Seven or below? That’s the question most pose for GDP growth in 2009-10, having agreed on around 7.5 per cent for the current year. With the global financial market looking terrible and growth in the developed world also slipping, it’s not too difficult to see why so many are plumping for seven. With global growth down, exports of goods and services will taper off; with global demand slowing, so will the investments in new steel plants planned to service this demand; with liquidity drying up globally, credit will cost more and also hit investments in the country.

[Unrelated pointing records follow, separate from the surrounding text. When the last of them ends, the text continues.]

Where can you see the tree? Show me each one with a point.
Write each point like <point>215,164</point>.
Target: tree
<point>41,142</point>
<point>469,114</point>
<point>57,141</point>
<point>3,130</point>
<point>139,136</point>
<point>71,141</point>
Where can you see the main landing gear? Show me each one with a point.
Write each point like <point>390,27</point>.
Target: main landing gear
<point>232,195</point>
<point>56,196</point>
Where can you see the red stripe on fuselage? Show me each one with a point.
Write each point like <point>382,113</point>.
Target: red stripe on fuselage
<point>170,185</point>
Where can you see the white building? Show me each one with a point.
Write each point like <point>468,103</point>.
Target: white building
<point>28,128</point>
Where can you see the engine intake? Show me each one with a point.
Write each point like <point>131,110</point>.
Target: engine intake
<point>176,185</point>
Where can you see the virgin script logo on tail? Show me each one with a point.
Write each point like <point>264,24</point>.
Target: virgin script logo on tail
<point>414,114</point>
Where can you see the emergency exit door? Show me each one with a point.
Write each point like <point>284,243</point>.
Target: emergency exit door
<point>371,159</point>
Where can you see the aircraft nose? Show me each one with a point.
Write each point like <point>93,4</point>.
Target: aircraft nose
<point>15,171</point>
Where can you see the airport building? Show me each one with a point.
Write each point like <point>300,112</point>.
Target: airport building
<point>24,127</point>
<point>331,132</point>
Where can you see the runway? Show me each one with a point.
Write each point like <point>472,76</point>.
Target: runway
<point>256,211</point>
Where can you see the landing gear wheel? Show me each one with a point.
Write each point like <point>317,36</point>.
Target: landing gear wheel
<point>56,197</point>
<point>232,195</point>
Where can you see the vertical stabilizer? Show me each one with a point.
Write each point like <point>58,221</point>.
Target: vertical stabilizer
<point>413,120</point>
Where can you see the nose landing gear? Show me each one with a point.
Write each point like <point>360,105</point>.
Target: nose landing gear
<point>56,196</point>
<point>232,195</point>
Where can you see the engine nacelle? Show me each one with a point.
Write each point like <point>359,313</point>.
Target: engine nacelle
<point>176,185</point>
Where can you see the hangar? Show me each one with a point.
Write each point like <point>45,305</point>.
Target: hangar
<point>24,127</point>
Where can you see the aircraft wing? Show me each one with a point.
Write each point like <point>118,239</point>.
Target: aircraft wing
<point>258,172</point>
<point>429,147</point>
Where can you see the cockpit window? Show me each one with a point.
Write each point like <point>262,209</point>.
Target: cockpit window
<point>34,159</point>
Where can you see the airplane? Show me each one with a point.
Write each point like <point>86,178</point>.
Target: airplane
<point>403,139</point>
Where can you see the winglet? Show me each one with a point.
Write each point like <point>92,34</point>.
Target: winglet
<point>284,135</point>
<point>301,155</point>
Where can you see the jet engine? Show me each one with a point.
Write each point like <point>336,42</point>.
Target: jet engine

But just how bad things are and how much they will be affected by global events is the question that the Icrier-CMIE seminar on Preventing an Economic Downturn asked last week. Two of the many slides presented by Mahesh Vyas of CMIE (shown here), in a sense, summarise the problem. The official Index of Industrial Production (IIP) and Wholesale Price Index data would suggest India’s heading towards the classic stagflation, with inflation rising and growth (at least industrial growth) falling. You’d expect that data on sales of the very companies that make up this IIP would show the same trend. Yet, it doesn’t. CMIE takes a sample of 2,100 companies from March 2007 to May 2008 and looks at their sales in current rupees; it then deflates these to remove the impact of inflation and comes up with real sales — and lo and behold, industrial growth is actually picking up! Plot the Consumer Price Index for Industrial Workers and you find that while inflation’s up, it’s hardly frightening.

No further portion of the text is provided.